There’s a very troubled company out there called U.S. Government, Inc. It’s teetering on the edge of bankruptcy. And it badly needs to be taken over and turned around. It probably even needs the services of a good private-equity firm, with plenty of experience and a reasonably good track record in downsizing, modernizing, shrinking staff, and making substantial changes in management. Yes, layoffs will be a necessary part of the restructuring.
A quick look at the income statement of this troubled firm tells the story. Just in the past year (FY 2011) the firm spent $3.7 trillion, but took in only $2.2 trillion in sales revenues. Hence its deficit came to $1.5 trillion.

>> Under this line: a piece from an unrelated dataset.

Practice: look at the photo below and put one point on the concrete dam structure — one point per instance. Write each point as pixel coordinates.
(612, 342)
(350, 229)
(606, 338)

Hope for future profits? That’s out of the question. The firms only chance of survival is a takeover.
Worldwide employment for U.S. Government, Inc. is estimated to be over two million, a completely unmanageable number for a venture like this. Total compensation for this company is roughly twice the level of its private-sector counterparts. And its retirement and health-insurance benefits are so large in relation to contributions paid that its benefit plans are careening toward insolvency.
In fact, the total debt of this firm now equals its total income — an unsustainable position that suggests to many observers that future financing needs will not be met.
The product line of this troubled firm has been rejected over and over by growing segments of its customer base. And its product pricing (taxes) is not even remotely competitive. Even worse, heavily unionized work rules and regulations are so onerous that the prospects for even reasonable productivity and efficiency are long gone.
Its credit rating? That’s been marked down, with more downgrades expected in the future.